His jaw firmed. “Where’s the bomb?”
“Across the room, to the left, just inside the entrance. You’ll have to draw them right.” A risk, she knew. Jack would have to dart left while firing right to move the shooters around. She also had to hope that, in the confusion, the marker had been overlooked. Jack would have only one shot at this. “Pederson and I will take care of Tompkins.”
“All right. Tell Lowry and Amir. Get everyone to move. Gholam.” Jack’s right hand reached for a pouch on his vest. “Go with her.”

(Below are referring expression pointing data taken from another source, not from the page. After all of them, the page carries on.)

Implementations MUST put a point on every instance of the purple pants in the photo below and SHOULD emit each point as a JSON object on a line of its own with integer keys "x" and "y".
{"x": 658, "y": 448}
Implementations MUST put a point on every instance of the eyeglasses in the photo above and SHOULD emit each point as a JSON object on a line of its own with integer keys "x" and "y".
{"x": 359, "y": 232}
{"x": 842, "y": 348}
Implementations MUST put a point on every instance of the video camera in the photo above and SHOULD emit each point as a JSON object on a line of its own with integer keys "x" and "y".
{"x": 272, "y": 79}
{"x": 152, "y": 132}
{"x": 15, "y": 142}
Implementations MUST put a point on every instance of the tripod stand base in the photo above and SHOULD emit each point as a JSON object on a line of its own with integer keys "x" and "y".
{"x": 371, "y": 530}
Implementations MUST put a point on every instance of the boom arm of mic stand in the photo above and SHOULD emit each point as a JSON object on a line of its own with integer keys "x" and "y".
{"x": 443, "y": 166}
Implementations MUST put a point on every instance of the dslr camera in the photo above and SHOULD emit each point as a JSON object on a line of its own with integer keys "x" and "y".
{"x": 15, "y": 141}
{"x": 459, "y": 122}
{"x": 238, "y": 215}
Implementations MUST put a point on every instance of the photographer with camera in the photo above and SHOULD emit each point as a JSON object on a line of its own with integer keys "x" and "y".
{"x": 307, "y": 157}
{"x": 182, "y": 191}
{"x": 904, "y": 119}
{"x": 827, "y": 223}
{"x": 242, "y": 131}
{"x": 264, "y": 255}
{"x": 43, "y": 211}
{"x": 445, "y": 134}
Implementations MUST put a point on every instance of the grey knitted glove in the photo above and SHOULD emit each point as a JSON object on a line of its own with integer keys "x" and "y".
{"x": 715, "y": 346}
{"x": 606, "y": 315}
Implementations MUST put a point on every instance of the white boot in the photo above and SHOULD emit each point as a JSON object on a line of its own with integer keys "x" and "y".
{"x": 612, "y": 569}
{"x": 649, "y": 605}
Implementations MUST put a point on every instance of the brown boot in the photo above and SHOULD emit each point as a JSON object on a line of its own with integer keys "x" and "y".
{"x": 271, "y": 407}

“No, I could stay, I could help,” Gholam protested.
“You’ve got a handgun and you need to lose thirty pounds. I don’t want to have to worry about saving your ass. Now, go with her.” Ignoring Gholam’s bluster, Jack looked at Kate. “Fifteen seconds. Two more bursts then I go.”
“Got it.” She was already turning away. “Moving.” She low-sprinted back to Lowry, Gholam lumbering behind. Fourteen one-thousand, thirteen... “Lowry, M67 in ten. We go after two more bursts.”
“Got it.” Lowry didn’t add, Oh fuck, but it sounded like he wanted to.
“What is this, M67?” Amir asked.
“A Hail Mary, that’s what.” Lowry lifted into a crouch. “All right, go.”
“Moving! Six, up!” The dog jumped out of the way as she clattered up. Ten one-thousand, nine one-thousand... The first burst of gunfire sounded. Jack, keeping up the game, choosing his targets. Nothing wild, nothing wasted. The point was to suppress, herd the enemy back and as close to one side of the room as possible. “Pederson, get moving. The major and I will grab Tompkins. Gholam, take his right arm. I got the left.” No way she would risk letting the catheter on that side get knocked out or crimped. Slinging on her medic’s bag, she hooked a hand under Tompkins’s left armpit. “Everyone, stay low.”